Mirada de infinito desprecio. Gesto burlón.
—Bah, otro periodista afeminado. Sepa que conocí al gordo Soriano, que por cierto era mucho mejor que usted. ¿Qué lo desvela, muchachito?
—El caso Russo. Barros Schelotto, todos esos... crímenes.
Su rostro se ensombreció. Murmuró algo, movió la cabeza. Su mentón apuntó hacia la cafetera. Una mancha verdusca flotaba sobre el círculo negro. Dije que no, gracias. Marlowe alejó el cigarrillo de sus labios secos, tomó de un trago el brebaje dorado que quedaba en el vaso y me clavó su mirada.
—Russo era hombre muerto y lo sabía. Había una bala para él, ganara o perdiera en Japón. Fue asesinato. Si seguía, iba a ser suicidio. Hicieron un trabajo limpio con él y su gente; y antes con Guillermo.
Saqué una foto del bolsillo de mi saco. Era Riquelme, haciendo el Topo Gigio. Marlowe apenas la miró.

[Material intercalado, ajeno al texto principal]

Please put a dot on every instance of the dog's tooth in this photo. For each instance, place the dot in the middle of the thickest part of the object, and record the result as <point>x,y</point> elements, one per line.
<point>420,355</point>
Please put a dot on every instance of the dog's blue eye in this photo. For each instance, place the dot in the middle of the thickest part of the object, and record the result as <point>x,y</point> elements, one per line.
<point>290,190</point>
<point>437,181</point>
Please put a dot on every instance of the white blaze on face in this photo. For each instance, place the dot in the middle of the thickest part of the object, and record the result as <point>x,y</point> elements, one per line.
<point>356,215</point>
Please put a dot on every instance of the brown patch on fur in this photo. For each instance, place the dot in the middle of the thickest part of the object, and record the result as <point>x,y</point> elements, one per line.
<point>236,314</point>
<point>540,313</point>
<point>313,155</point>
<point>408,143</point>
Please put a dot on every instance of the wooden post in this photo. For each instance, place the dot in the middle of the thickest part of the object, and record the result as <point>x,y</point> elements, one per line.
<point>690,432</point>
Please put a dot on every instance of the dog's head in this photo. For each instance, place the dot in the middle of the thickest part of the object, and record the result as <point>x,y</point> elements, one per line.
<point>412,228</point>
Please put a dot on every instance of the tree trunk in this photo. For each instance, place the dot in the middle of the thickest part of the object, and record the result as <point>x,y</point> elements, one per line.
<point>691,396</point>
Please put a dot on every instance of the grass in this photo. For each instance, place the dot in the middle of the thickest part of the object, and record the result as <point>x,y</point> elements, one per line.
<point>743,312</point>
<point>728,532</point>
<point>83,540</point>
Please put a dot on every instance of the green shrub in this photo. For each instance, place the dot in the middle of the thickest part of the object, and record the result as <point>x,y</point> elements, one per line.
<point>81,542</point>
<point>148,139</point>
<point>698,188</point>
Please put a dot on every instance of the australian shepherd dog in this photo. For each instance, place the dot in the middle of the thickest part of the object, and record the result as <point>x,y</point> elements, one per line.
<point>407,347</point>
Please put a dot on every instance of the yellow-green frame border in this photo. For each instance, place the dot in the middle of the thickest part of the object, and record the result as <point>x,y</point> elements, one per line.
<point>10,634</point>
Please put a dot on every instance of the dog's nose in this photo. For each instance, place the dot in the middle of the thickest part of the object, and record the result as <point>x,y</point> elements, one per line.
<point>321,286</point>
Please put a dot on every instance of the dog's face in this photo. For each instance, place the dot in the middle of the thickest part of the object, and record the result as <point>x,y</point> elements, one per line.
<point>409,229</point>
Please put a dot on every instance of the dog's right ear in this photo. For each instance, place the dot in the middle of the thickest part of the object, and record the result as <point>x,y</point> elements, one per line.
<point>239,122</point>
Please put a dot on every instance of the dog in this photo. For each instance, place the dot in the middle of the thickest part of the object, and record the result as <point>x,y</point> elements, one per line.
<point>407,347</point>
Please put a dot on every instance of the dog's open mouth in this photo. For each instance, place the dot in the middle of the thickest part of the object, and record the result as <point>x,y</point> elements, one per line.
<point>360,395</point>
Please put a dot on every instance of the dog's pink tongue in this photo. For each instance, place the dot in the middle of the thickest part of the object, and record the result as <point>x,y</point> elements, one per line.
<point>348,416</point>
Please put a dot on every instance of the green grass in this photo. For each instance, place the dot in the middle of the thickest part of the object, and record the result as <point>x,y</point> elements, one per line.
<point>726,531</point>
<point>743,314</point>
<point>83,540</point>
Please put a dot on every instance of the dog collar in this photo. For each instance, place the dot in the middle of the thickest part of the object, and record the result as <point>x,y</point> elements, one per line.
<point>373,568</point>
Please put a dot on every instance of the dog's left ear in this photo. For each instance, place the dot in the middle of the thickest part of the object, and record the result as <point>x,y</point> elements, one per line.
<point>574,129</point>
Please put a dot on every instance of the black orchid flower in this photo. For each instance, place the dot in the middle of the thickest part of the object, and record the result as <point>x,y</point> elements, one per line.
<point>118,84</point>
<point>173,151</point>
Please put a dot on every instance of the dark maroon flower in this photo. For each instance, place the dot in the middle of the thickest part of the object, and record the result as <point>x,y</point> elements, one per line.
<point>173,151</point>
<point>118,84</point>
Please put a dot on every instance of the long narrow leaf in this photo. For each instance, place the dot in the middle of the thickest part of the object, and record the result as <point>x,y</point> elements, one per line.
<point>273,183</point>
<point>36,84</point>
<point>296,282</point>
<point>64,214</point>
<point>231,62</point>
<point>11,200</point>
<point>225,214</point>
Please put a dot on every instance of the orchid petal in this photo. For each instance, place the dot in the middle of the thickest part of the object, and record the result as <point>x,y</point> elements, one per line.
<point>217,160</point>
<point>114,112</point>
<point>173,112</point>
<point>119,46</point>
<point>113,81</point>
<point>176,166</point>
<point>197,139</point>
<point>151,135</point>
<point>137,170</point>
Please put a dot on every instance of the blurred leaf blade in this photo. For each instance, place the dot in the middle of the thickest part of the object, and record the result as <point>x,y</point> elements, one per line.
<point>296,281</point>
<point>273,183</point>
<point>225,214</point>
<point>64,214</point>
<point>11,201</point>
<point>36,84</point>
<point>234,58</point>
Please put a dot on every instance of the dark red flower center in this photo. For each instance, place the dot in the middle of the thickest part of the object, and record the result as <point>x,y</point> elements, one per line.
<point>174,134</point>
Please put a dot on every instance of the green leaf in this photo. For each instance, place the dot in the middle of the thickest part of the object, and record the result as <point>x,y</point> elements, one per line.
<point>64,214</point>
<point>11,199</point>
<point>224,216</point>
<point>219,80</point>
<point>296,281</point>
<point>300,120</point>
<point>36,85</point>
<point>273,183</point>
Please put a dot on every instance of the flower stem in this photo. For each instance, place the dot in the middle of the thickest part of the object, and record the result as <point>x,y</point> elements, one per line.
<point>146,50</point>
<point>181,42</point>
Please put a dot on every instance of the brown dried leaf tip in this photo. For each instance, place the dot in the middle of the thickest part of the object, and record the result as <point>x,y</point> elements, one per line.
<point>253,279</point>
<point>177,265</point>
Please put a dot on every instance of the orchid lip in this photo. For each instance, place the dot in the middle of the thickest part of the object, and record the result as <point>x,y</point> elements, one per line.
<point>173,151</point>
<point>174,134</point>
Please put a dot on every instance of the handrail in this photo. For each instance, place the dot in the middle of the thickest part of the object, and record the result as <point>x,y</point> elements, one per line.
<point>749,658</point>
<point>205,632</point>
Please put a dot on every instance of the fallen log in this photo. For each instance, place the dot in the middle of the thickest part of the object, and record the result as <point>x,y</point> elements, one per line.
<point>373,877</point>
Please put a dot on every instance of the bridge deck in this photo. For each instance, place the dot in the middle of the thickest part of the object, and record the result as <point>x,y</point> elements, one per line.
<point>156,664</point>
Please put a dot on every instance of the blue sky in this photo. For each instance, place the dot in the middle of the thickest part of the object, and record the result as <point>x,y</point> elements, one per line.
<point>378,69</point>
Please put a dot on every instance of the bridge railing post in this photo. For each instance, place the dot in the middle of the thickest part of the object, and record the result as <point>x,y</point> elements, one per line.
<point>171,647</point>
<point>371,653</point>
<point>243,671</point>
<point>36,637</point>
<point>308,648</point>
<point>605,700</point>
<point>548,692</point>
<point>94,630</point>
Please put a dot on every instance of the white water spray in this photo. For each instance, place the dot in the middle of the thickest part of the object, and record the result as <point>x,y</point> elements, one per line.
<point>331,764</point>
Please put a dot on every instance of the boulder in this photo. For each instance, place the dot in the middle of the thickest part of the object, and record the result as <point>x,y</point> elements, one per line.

—Sí, es él. El enganche melancólico. Individuo difícil. Un first class, mucho dinero. Hace la pausa, se queda inmóvil; deja que el tiempo pase infinitamente. No le importa nada. Así volvió loco al ingeniero Pellegrini y a esos provincianos del Villarreal, gente que no se pelearía ni con D’Elía. Es el jefe y será mejor que lo entienda Ischia, o como se llame. En Boca, los tiros libres los patea él, no Pompilio. Sépalo.
—Otro Maradona.
—Oh, nunca será Maradona; pero se maneja igual. Mal negocio.
—Exagera, Marlowe. Román es un chico tímido, no dice mucho...
—No se confunda. El que no decía era Russo. Riquelme sabe callar; no es lo mismo. No haga como Pompilio: aléjese de esa clase de sujetos.
Marlowe se acomodó sobre el respaldo de su silla. Supe que era el momento de largarme de ahí. Cuando estaba por cruzar la puerta, él cumplió con la regla de oro del policial. Hizo la última pregunta.
—Por cierto, ¿no le da un poco de vergüenza esa historia del complot extranjero contra la Argentina?
—¿Lo dice por...?
—Por Riquelme, Asch. El incomprendido genio argentino que el mundo insiste en boicotear. ¿Por qué otra cosa lo diría, eh?
Iba a contestarle, pero ahogué mi frase en un suspiro y abandoné su mugrosa oficina. En la mitad del pasillo todavía retumbaba esa risotada suya, tan áspera y brutal.